The Bulka layered intrusion, a standard intrusion of the Bulka complex, is localized in northeastern West Sayan. The layered series is composed of dunites, melanotroctolites, troctolites, olivine gabbro, gabbro, hornblende gabbro, olivine leucogabbro, olivine leucogabbronorites, leucogabbro, hornblende leucogabbro, leucotroctolites, anorthosites, and plagioclase-containing hornblendites. The Mg-number (Mg#) varies from 76 in peridotites (38 wt.% MgO) to 34 in anorthosites (2 wt.% MgO). From bottom to top of the section, the following sequence of crystallization of liquidus minerals is observed: Ol ⇒ Pl ⇒ Cpx ⇒ Opx ⇒ Amph + Mag. The petrochemical features of the massif rocks are consistent with the fractional crystallization of picritic parental magma (24 wt.% MgO, 11 wt.% FeO, Mg# = 80).
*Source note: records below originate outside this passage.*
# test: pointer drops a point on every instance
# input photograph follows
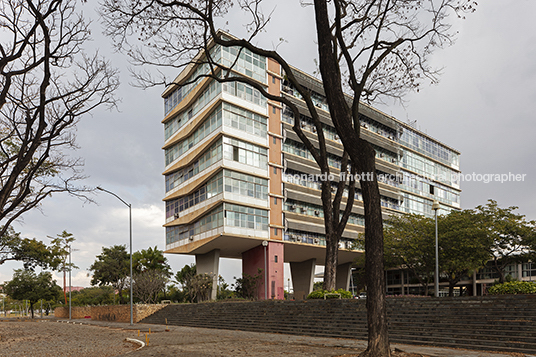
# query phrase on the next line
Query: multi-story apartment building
(237, 183)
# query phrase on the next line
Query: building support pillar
(269, 259)
(303, 274)
(343, 276)
(475, 293)
(402, 281)
(208, 263)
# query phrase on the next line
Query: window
(235, 153)
(245, 185)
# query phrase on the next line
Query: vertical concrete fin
(209, 263)
(343, 276)
(302, 277)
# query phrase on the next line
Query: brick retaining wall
(116, 313)
(500, 323)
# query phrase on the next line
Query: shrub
(513, 287)
(319, 294)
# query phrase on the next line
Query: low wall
(76, 312)
(116, 313)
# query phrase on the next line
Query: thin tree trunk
(378, 336)
(332, 258)
(64, 284)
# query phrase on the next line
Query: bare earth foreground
(96, 338)
(48, 338)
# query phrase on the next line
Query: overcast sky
(481, 107)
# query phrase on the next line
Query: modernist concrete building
(234, 174)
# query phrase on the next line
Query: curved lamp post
(130, 224)
(265, 244)
(435, 207)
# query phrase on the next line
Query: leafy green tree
(223, 290)
(184, 278)
(465, 245)
(150, 259)
(148, 284)
(512, 235)
(27, 285)
(59, 250)
(112, 267)
(409, 242)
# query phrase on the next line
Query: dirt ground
(47, 338)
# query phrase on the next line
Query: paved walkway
(190, 341)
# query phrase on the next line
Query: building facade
(238, 179)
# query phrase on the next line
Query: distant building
(235, 174)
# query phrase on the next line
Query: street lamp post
(265, 244)
(130, 226)
(435, 207)
(70, 286)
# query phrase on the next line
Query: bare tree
(368, 50)
(46, 84)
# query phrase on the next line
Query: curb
(133, 340)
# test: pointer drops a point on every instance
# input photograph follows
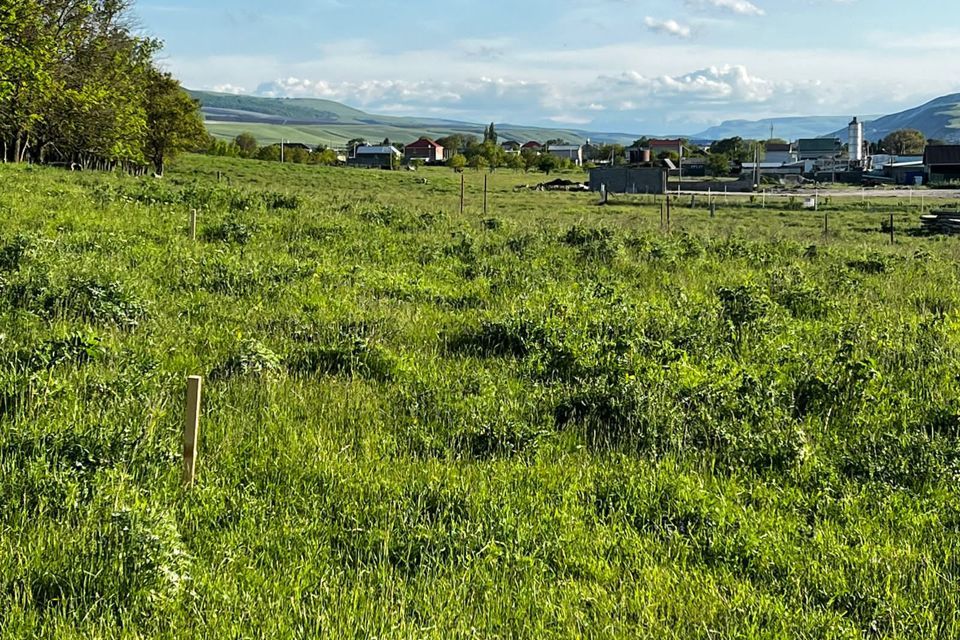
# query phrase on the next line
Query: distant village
(823, 160)
(650, 164)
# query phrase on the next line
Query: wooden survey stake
(191, 429)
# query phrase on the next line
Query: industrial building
(943, 163)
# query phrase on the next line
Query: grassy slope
(541, 423)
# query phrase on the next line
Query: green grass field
(555, 420)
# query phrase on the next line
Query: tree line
(80, 87)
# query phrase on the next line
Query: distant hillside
(938, 119)
(313, 121)
(786, 128)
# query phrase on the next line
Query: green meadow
(549, 420)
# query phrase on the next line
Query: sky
(634, 66)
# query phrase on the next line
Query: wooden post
(191, 429)
(484, 195)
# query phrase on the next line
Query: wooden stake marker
(191, 430)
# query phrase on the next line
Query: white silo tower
(855, 140)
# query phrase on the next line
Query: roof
(942, 154)
(905, 165)
(819, 145)
(424, 142)
(376, 151)
(763, 165)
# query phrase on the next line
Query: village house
(423, 149)
(372, 157)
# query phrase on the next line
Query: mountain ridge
(319, 121)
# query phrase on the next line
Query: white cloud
(669, 27)
(740, 7)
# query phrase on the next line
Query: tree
(353, 144)
(270, 153)
(490, 134)
(718, 164)
(457, 162)
(247, 144)
(174, 122)
(735, 148)
(905, 142)
(548, 163)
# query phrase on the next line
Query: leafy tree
(174, 123)
(735, 148)
(548, 163)
(516, 161)
(457, 162)
(247, 144)
(270, 153)
(905, 142)
(353, 143)
(490, 134)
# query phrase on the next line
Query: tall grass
(553, 420)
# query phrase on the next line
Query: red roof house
(423, 149)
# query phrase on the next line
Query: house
(423, 149)
(572, 152)
(781, 153)
(818, 148)
(372, 157)
(911, 173)
(694, 167)
(658, 147)
(943, 163)
(639, 155)
(629, 179)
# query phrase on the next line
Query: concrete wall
(629, 179)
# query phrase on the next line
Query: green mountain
(313, 121)
(938, 119)
(786, 128)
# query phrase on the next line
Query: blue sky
(639, 66)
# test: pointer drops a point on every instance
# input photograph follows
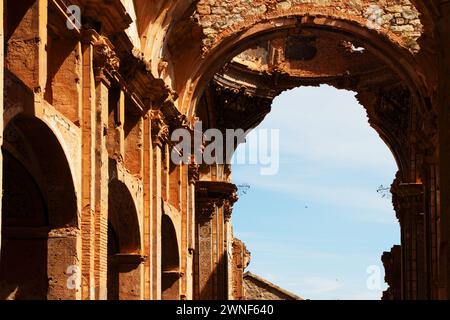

The compositions of model cumulates determined by fractional crystallization modeling using the COMAGMAT 3.5 computer program at 1-2 kbar, QFM buffer, and 0.5 wt.% H2O in the melt are similar to those of the intrusion rocks. The REE and trace-element patterns for these rocks show a nonfractionated composition trend with LILE and HFSE depletion. Depleted LILE pattern is similar to that in N-MORB, which evidences that the parental magma was produced through the partial melting of oceanic lithospheric mantle probably similar to the adjacent ophiolites of the Kurtushiba belt. The HFSE depletion of the intrusion rocks might be due to the island-arc processes during the belt formation. The Bulka intrusion formed at the accretion-collision stage of magmatism as a result of the differentiation of picritic melt generated from oceanic lithospheric mantle with superposed island-arc processes.